Child Marriage in India
- Prevalence: United Nations Children’s Fund (UNICEF) estimates suggest that each year, at least 1.5 million girls under 18 get married in India, which makes it home to the largest number of child brides in the world - accounting for a third of the global total.
- NFHS Findings about Child Marriage: Data from the fourth round of the National Family Health Survey (NFHS4) in 2015-16 shows that pre-Covid, one in four girls in India was being married before 18.
- Around 8% of women aged 15-19 years were mothers or pregnant at the time of the survey.
- As per reports, more child marriages have been noticed during the Covid pandemic.
- Around 8% of women aged 15-19 years were mothers or pregnant at the time of the survey.
Necessary steps
- Policy Interventions: Legislation is one important part of the approach towards eliminating girl-child marriage from India.
- Karnataka amended the Prohibition of Child Marriage Act in 2017, declaring every child marriage void ab initio, making it a cognisable offence, and introducing a minimum period of rigorous imprisonment for all who enable a child marriage. Similar can be done at the central level.
- Governmental Action for Social Change: Field bureaucrats across multiple departments, including teachers, anganwadi supervisors, panchayat and revenue staff, all of whom interact with rural communities, should be notified as child marriage prohibition officers.
- Moreover, decentralising birth and marriage registration to gram panchayats will protect women and girls with essential age and marriage documents, thus better enabling them to claim their rights.

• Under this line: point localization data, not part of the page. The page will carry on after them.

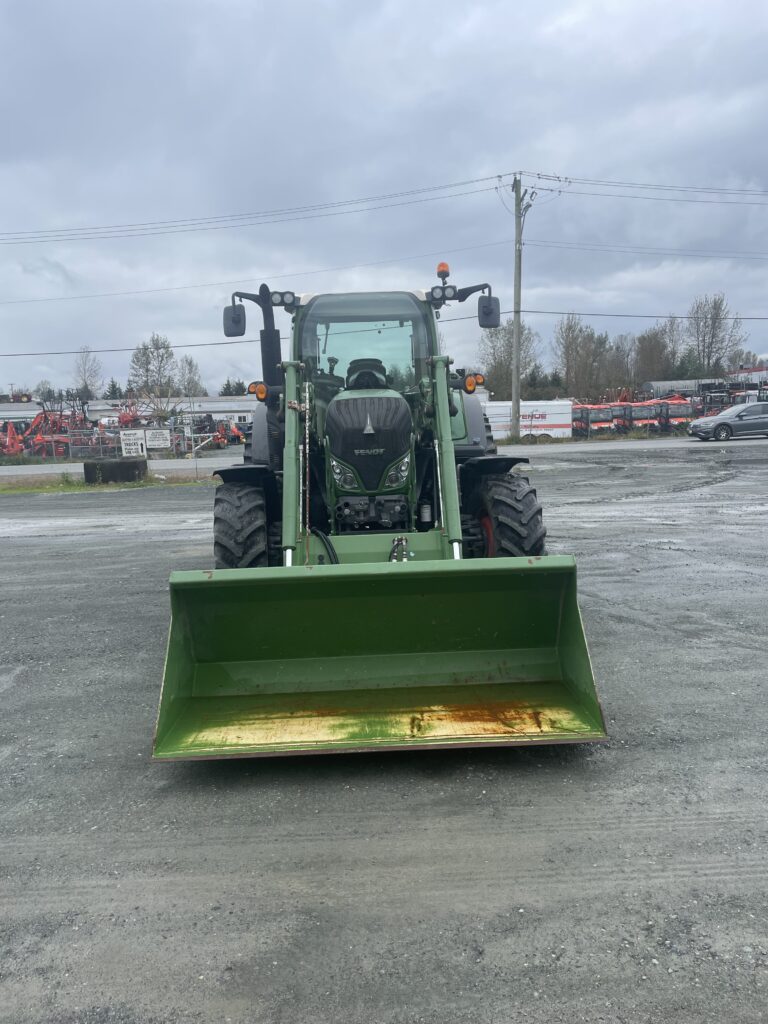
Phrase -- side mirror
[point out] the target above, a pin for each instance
(488, 311)
(235, 321)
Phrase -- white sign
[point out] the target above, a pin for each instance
(133, 442)
(158, 438)
(548, 419)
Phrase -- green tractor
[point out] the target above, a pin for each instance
(381, 580)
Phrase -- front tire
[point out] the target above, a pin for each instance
(241, 531)
(504, 519)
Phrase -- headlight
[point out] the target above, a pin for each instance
(398, 473)
(343, 476)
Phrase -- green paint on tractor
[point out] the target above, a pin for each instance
(380, 596)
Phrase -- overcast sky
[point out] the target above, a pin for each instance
(145, 112)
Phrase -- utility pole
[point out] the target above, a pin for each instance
(521, 208)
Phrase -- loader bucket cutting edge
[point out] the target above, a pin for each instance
(368, 656)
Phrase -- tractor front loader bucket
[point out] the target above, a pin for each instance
(310, 659)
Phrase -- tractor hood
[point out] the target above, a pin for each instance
(368, 430)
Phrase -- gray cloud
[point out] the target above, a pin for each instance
(117, 114)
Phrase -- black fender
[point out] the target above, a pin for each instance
(256, 476)
(471, 470)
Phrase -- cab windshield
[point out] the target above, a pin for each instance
(386, 333)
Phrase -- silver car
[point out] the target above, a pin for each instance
(733, 422)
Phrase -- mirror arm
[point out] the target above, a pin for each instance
(464, 293)
(262, 299)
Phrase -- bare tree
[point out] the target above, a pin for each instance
(495, 355)
(87, 375)
(713, 333)
(583, 357)
(188, 380)
(153, 374)
(44, 390)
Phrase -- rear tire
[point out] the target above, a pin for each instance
(507, 511)
(241, 531)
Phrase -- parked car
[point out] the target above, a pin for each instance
(734, 422)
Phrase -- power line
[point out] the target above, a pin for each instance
(572, 312)
(260, 276)
(445, 320)
(262, 213)
(568, 179)
(651, 199)
(241, 223)
(599, 247)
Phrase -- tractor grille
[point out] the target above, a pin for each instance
(369, 454)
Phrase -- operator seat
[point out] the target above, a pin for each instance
(366, 374)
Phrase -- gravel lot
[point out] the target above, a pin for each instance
(623, 883)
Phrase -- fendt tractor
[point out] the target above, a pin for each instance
(380, 573)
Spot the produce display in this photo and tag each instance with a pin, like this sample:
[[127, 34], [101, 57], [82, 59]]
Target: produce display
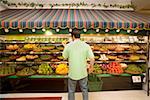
[[5, 71], [12, 47], [114, 68], [26, 72], [97, 69], [113, 54], [45, 69], [62, 69]]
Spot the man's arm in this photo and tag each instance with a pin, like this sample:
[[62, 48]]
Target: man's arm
[[92, 60]]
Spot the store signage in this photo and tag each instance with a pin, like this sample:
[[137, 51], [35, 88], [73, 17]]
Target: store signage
[[136, 79], [73, 4]]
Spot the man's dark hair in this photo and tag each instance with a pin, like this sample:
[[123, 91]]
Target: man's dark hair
[[75, 33]]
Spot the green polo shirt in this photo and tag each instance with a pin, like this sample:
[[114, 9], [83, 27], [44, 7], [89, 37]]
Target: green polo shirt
[[77, 53]]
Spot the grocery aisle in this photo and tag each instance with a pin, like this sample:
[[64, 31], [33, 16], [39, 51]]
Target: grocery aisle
[[107, 95]]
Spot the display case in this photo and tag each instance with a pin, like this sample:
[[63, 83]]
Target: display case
[[38, 57]]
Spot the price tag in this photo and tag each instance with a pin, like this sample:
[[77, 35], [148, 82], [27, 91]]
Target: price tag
[[136, 79], [15, 52]]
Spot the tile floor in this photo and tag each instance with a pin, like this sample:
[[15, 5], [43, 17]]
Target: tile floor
[[104, 95]]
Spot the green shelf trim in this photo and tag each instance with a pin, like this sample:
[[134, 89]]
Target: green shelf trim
[[40, 76]]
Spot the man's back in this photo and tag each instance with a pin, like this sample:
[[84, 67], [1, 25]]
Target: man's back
[[77, 53]]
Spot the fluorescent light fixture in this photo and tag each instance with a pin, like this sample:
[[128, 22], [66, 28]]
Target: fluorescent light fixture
[[107, 30], [43, 29], [70, 30], [118, 30], [20, 30], [97, 30], [6, 30], [57, 30], [136, 31], [48, 32], [33, 30], [84, 30], [128, 31]]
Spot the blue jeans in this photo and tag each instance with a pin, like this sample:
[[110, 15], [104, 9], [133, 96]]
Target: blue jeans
[[72, 88]]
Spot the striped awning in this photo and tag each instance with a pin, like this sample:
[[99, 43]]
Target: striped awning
[[72, 18]]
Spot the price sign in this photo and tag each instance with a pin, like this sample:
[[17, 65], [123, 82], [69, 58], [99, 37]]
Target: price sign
[[136, 79]]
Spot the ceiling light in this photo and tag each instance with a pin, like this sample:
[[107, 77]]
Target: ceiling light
[[6, 30]]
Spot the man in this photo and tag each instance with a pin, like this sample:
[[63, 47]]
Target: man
[[77, 52]]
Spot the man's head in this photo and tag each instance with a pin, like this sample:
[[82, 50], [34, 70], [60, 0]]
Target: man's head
[[75, 34]]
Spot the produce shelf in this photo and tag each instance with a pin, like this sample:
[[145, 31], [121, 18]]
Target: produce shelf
[[40, 76], [65, 76], [114, 52], [41, 62], [23, 42], [32, 62], [31, 52], [119, 52], [117, 42], [142, 61], [47, 42]]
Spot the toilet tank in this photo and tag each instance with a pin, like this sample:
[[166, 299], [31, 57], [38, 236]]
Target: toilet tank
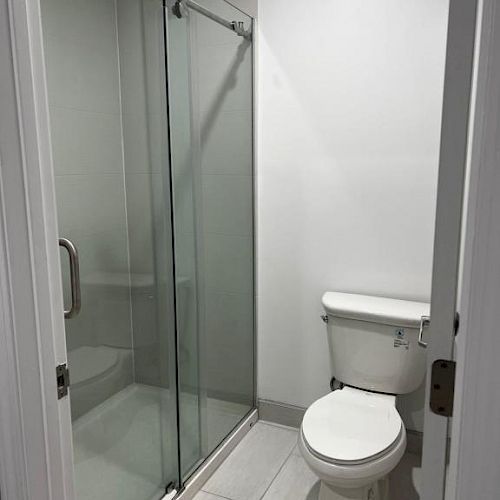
[[373, 341]]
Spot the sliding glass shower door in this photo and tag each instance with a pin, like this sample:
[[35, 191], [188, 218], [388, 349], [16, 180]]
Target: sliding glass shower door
[[210, 104], [105, 65], [154, 192]]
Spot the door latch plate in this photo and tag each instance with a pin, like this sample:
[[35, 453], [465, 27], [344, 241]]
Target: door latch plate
[[62, 378], [442, 387]]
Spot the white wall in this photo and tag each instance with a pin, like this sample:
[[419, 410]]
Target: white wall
[[349, 100]]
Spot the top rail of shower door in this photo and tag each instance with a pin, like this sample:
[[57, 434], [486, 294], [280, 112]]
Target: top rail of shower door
[[236, 26]]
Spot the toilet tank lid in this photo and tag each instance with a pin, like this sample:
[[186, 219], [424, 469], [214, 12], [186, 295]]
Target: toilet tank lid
[[375, 309]]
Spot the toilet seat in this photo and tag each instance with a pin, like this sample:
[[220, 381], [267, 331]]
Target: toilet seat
[[352, 427]]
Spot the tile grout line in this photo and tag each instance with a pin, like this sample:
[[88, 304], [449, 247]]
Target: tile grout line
[[214, 495], [278, 472]]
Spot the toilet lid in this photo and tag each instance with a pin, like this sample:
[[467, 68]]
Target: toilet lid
[[351, 425]]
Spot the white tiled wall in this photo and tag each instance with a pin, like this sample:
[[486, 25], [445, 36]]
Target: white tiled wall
[[222, 69], [84, 97], [349, 122]]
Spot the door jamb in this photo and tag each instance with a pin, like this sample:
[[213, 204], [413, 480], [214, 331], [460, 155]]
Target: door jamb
[[35, 427]]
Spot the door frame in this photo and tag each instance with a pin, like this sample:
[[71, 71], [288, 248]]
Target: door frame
[[475, 440], [35, 427], [453, 156]]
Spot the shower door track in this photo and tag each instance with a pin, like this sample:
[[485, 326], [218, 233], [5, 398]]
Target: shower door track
[[236, 26]]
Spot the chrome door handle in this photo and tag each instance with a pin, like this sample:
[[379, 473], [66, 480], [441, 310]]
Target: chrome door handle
[[74, 272], [424, 322]]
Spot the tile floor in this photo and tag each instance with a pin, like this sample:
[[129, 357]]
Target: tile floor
[[267, 465], [135, 419]]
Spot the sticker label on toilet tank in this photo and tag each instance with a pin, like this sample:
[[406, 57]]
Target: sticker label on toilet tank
[[400, 341]]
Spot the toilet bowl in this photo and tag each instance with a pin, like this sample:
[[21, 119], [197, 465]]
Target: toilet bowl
[[352, 439]]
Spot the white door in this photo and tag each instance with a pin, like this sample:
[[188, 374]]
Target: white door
[[445, 278]]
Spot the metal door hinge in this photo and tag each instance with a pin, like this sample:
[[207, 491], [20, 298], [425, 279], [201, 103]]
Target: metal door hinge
[[442, 387], [62, 378], [456, 323]]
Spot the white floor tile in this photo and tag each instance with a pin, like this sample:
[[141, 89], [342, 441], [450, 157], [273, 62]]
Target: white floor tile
[[203, 495], [400, 480], [295, 480], [249, 470]]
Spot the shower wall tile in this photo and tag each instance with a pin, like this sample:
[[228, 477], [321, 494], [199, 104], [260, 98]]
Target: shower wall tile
[[229, 346], [140, 223], [229, 263], [91, 204], [226, 73], [82, 74], [82, 20], [136, 143], [84, 95], [227, 144], [227, 204], [85, 142]]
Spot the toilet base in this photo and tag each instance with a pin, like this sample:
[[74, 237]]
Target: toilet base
[[375, 491]]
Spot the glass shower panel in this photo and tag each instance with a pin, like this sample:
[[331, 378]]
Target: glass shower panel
[[210, 102], [105, 66]]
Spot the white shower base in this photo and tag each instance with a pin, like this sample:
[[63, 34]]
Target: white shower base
[[122, 448]]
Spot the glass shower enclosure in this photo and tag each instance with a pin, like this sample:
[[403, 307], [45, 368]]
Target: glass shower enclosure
[[152, 144]]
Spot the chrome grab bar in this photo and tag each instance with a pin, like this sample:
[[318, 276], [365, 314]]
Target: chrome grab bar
[[424, 322], [74, 272]]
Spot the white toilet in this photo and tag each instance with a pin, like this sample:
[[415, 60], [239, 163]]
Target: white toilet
[[353, 437]]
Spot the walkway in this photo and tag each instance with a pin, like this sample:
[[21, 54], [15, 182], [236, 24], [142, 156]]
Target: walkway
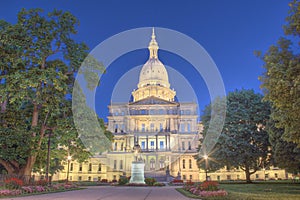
[[112, 193]]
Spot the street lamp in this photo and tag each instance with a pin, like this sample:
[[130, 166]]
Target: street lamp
[[206, 161], [69, 160]]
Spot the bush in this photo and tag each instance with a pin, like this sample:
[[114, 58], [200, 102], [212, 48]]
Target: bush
[[123, 180], [158, 184], [150, 181], [42, 182], [104, 181], [13, 183], [209, 186]]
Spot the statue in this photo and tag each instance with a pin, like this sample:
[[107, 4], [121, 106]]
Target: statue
[[137, 166]]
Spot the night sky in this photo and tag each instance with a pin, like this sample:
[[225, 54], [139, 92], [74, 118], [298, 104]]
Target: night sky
[[230, 31]]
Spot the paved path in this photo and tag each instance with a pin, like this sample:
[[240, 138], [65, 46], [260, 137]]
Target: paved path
[[112, 193]]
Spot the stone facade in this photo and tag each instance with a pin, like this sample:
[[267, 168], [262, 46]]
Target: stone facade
[[167, 131]]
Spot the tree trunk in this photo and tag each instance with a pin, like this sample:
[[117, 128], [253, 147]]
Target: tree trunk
[[10, 169], [247, 172], [35, 115]]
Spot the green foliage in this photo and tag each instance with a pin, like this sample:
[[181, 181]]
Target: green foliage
[[150, 181], [286, 154], [13, 183], [244, 141], [281, 80], [123, 180], [38, 64]]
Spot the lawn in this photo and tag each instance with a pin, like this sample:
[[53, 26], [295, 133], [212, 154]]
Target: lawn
[[257, 191]]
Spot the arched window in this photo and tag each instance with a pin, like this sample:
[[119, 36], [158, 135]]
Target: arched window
[[161, 164], [152, 164]]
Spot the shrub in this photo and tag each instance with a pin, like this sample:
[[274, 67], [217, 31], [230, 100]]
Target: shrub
[[123, 180], [42, 182], [158, 184], [13, 183], [104, 181], [177, 181], [150, 181]]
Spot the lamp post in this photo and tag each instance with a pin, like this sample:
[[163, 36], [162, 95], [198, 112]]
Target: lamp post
[[206, 160], [69, 160]]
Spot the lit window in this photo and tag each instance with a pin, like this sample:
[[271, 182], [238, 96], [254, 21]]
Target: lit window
[[152, 164], [160, 127], [152, 127], [143, 145], [121, 164], [152, 143], [182, 128], [189, 127], [183, 145], [143, 127], [115, 164], [80, 167]]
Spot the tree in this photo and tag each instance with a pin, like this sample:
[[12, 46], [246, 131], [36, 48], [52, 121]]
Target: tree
[[38, 64], [281, 80], [243, 142], [286, 154]]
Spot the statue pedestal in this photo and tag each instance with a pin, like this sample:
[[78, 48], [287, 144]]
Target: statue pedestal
[[137, 172]]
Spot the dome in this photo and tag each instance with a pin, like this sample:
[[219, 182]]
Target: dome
[[153, 71]]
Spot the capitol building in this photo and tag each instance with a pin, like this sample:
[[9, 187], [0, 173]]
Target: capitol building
[[166, 130]]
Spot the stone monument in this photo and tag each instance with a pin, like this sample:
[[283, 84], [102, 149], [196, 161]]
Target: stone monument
[[137, 167]]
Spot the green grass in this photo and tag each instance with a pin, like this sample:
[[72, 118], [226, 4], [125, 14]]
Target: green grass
[[263, 191], [39, 193]]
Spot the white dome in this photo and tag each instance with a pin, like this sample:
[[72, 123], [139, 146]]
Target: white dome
[[153, 71]]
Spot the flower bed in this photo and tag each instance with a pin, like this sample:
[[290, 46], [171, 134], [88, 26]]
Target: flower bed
[[205, 189], [177, 182], [37, 189]]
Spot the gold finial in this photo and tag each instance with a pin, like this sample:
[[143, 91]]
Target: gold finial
[[153, 47], [153, 33]]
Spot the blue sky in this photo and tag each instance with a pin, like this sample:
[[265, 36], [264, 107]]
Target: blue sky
[[230, 31]]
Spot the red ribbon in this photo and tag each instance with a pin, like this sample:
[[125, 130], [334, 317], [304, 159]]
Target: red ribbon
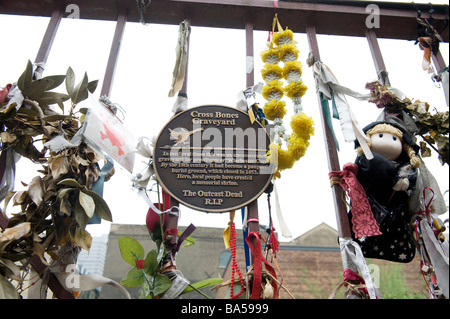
[[4, 93], [257, 265], [364, 224], [427, 206], [350, 275]]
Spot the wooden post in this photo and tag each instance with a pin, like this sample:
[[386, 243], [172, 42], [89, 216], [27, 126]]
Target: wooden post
[[114, 53], [47, 40], [377, 57]]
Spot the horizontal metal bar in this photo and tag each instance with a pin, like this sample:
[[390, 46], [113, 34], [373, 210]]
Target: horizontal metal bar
[[348, 18]]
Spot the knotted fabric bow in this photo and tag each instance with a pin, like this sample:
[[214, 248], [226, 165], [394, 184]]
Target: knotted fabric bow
[[364, 224]]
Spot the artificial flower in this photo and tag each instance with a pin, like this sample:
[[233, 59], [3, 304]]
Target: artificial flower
[[302, 126], [275, 109], [293, 70], [297, 146], [288, 52], [283, 37], [271, 72], [273, 89], [295, 89], [270, 56]]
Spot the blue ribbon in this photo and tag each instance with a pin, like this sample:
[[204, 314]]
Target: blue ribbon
[[97, 187]]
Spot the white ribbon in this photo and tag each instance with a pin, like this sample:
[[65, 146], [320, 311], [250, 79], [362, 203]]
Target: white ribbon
[[86, 282], [327, 84], [174, 210], [179, 71], [283, 227], [352, 250]]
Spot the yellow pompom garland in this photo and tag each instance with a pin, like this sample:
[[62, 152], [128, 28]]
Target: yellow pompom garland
[[283, 48]]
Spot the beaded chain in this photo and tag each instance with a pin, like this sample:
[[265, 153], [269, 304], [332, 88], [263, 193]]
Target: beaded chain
[[234, 266]]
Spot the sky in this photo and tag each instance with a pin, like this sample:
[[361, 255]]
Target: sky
[[217, 72]]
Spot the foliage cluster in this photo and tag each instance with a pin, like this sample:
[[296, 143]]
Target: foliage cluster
[[56, 205]]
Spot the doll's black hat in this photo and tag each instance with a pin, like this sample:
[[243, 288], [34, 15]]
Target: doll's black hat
[[407, 137]]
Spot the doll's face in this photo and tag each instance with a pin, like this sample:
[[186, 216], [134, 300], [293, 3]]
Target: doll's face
[[387, 145]]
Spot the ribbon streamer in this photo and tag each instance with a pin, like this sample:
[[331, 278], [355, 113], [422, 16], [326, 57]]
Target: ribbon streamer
[[439, 259], [364, 224], [352, 250], [227, 231], [283, 227], [257, 265], [174, 210], [327, 84], [97, 187], [179, 71]]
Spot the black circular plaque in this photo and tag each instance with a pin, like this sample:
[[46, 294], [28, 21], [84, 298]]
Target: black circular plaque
[[212, 158]]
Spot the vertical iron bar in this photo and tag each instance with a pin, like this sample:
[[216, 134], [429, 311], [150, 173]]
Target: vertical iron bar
[[343, 222], [377, 57], [47, 40], [185, 82], [438, 60], [114, 54], [249, 53], [332, 156], [253, 226]]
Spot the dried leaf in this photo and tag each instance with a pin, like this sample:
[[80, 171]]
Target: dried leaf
[[7, 137], [19, 198], [16, 232], [36, 190], [101, 207], [39, 251], [83, 239], [59, 165], [87, 203], [70, 182], [80, 215]]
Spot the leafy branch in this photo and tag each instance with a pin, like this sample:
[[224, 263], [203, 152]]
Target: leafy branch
[[57, 204]]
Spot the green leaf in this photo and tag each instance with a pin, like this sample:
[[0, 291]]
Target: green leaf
[[189, 241], [87, 203], [26, 77], [151, 263], [131, 250], [53, 81], [92, 86], [70, 80], [101, 207], [162, 283], [202, 284], [35, 89], [49, 98], [135, 277]]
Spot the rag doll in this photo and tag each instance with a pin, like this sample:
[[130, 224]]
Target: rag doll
[[388, 180]]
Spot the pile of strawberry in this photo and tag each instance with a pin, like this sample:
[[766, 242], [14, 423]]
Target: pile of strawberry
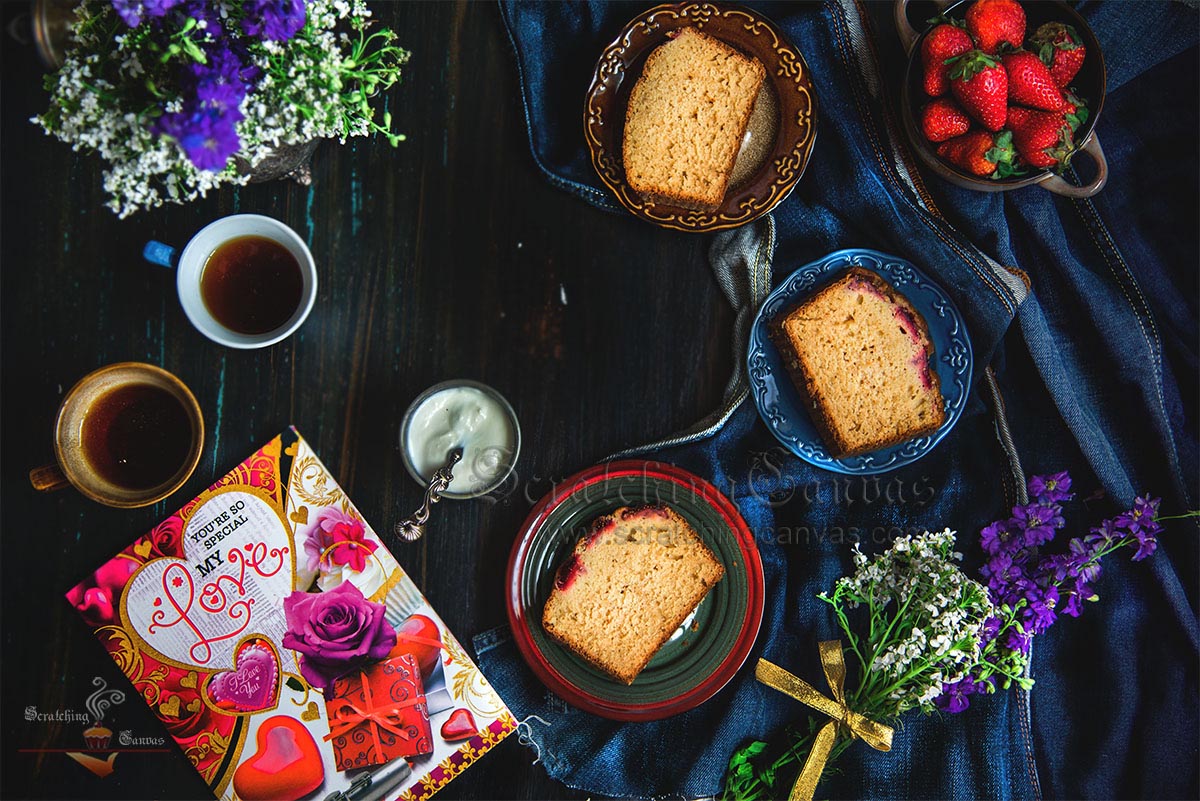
[[1001, 106]]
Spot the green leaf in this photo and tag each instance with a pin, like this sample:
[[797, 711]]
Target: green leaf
[[193, 50]]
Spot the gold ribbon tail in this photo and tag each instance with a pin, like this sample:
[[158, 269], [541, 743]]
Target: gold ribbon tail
[[857, 726], [810, 775]]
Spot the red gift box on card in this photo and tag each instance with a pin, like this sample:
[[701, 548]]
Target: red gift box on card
[[378, 714]]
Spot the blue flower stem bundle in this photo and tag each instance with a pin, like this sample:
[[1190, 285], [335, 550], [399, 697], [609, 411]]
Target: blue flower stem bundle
[[921, 634]]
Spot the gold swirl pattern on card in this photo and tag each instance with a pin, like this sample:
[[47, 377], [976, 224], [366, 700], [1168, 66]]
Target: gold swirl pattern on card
[[312, 483], [468, 684]]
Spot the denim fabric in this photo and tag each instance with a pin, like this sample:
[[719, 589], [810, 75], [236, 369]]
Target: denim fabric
[[1097, 365]]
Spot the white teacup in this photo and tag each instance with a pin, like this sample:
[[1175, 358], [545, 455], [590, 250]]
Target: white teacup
[[196, 254]]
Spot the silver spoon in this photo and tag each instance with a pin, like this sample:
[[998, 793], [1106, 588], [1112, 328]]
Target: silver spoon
[[413, 528]]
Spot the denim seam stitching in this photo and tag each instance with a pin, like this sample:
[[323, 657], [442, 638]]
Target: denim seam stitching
[[1145, 318], [762, 258], [868, 126], [588, 193]]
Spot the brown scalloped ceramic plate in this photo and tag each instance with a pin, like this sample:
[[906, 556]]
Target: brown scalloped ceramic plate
[[781, 130]]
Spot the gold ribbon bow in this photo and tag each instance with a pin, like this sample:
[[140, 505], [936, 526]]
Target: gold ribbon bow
[[345, 716], [876, 735]]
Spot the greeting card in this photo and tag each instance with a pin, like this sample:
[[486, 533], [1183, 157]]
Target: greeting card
[[282, 645]]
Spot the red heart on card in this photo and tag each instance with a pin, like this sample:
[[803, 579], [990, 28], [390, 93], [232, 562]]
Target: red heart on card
[[420, 637], [460, 726], [286, 766]]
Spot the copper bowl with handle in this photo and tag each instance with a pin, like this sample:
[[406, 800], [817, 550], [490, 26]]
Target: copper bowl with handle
[[1090, 84]]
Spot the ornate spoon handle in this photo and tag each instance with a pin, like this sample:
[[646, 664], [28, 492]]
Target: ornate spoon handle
[[413, 528]]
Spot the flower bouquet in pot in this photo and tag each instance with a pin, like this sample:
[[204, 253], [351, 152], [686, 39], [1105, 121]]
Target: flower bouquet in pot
[[918, 633], [181, 96]]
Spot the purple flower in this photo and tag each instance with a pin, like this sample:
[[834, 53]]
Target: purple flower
[[220, 84], [1014, 640], [955, 697], [274, 19], [1039, 522], [129, 11], [335, 631], [1039, 614], [1053, 488], [159, 7], [1146, 544], [1074, 597], [997, 537], [1103, 535], [208, 138]]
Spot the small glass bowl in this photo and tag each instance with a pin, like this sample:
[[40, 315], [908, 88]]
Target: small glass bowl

- Drivers of Social Change to Play a Fundamental Role: These include expansion of secondary education, access to safe and affordable public transport, and support for young women to apply their education to earn a livelihood.
- Expansion of education goes far beyond mere access to it. Girls must be able to attend school regularly, remain there, and achieve.
- States can leverage their network of residential schools, girls’ hostels, and public transport, especially in underserved areas, to ensure that teenage girls do not get pushed out of education.
- Regular gender equality conversations need to be held with high school girls and boys to shape progressive attitudes that will sustain into adulthood.
- Expansion of education goes far beyond mere access to it. Girls must be able to attend school regularly, remain there, and achieve.
- Empowerment Measures: Empowerment measures, too, are required to end child marriage, such as community engagement through programmes like Mahila Samakhya.
- Children’s village assemblies in the gram panchayats across India can provide a platform for children to voice their concerns.
- Economic Growth, Essential for Prevention of Child Marriage: Ensuring later marriage for girls requires India to evolve not only culturally but also economically.
- Some of this has happened, as Indians have become more prosperous, and as extreme poverty levels have declined, decline in child brides has been witnessed.
- Economic growth will save Indian girls from child marriage. Combined with educational and cultural awareness against a sex preference, which no doubt will take longer; economic success a lasting solution.
Drivers for social change like education, legal provisions and initiatives for creating awareness have still a lot to cover with respect to eliminiating girl child marriage. Moreover, it is a change that has to come from within.